Le think tank momagri©, mouvement pour une organisation mondiale de l'agriculture, explique que « la communauté internationale ne prend pas assez en compte l'impact des déséquilibres monétaires et de change sur le secteur agricole ». Pourtant, les taux de change et les taux directeurs définis par les banques centrales sont devenus « des variables essentielles de la compétitivité agricole ».
Une comparaison entre l'Europe et les États-Unis l'illustre: - la sous-évaluation du dollar par rapport à l'euro a constitué ces deux dernières années un avantage, indirect mais effectif, pour l'agriculture américaine par rapport à l'agriculture européenne évalué à 17,8 milliards de dollars en 2008 et à 14,4 milliards de dollars en 2009 ; - les taux d'intérêt plus avantageux pratiqués par la Banque centrale américaine (la FED) par rapport à ceux de la BCE (Banque centrale européenne) se sont traduits par un avantage, au profit des farmers américains, de 2,9 milliards de dollars en 2008 et 106 millions de dollars en 2009. Cela représente au total un avantage compétitif pour l'agriculture américaine estimé à 20,7 milliards de dollars en 2008 et 14,5 milliards de dollars en 2009 (le prix de 50 Airbus A380 !), soit l'équivalent de, respectivement, 6,5% et de 5% de la valeur de la production agricole américaine.
Selon Pierre Pagesse (président de Limagrain), à la tête de momagri©, « il est essentiel de prendre en compte ces variables de change et monétaires dès le prochain G20 car les marchés agricoles, devenus plus instables avec la spéculation, sont porteurs d'une nouvelle crise financière et alimentaire. Sans compter que la menace d'une libéralisation sans régulation du commerce agricole international est toujours présente à l'OMC ». Christian Pèes, vice-président de momagri©, estime que « ceux qui subissent ces déséquilibres sont soumis à des pressions permanentes qui s'aggravent d'autant dans les périodes de forte volatilité des prix ».
Momagri rassemble des responsables du monde agricole et des personnalités d'horizons extérieurs (santé, développement, stratégie et défense, etc.). Son objectif est de promouvoir une régulation des marchés agricoles en créant de nouveaux outils d'évaluation (modèle économique, indicateurs…) et en formulant des propositions pour une politique agricole et alimentaire internationale.
Toute décision de régulation des marchés financiers et plus largement de réforme du système monétaire international peut avoir un impact non négligeable sur la compétitivité internationale des secteurs économiques, et notamment l'agriculture.
« Si les taux de change et les politiques monétaires pratiquées par les différentes banques centrales ont toujours eu un impact sur la compétitivité à l'export des secteurs agricoles, leur influence s'est fortement accrue depuis 2005 », expliquent les experts de Momagri.

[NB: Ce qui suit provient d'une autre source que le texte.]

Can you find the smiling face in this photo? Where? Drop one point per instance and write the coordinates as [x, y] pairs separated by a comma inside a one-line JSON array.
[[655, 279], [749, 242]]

Qui font valoir trois raisons: - le développement du recours à l'endettement des agriculteurs et la crise de la dette confèrent un rôle accru aux taux directeurs définis par les banques centrales ; - la libéralisation progressive des marchés agricoles et l'accroissement des volumes échangés donnent aux taux de change un effet prépondérant dans l'orientation des flux commerciaux ; - les marchés agricoles sont soumis à une financiarisation croissante, faisant des variables économiques et financières des critères de décision clés. Aussi, « avant de réguler les marchés financiers et financiarisés, il est indispensable d'identifier la manière dont la compétitivité des autres secteurs économiques, notamment le secteur agricole, est affectée par une modification des taux de change ou de la politique monétaire », explique le think tank.
Momagri© conduit une analyse des soutiens accordés par les États à leur agriculture, dans le cadre de son projet de développement d'une « Agence de notation sur l'agriculture ». Un premier rapport sur les comparaisons UE/États-Unis sera publié mi-janvier 2011. Il permettra de mesurer les soutiens directs (budgets des politiques agricoles) et indirects (politiques financières et monétaires, aides alimentaires…) à l'agriculture pratiqués dans les deux principales régions productrices de la planète.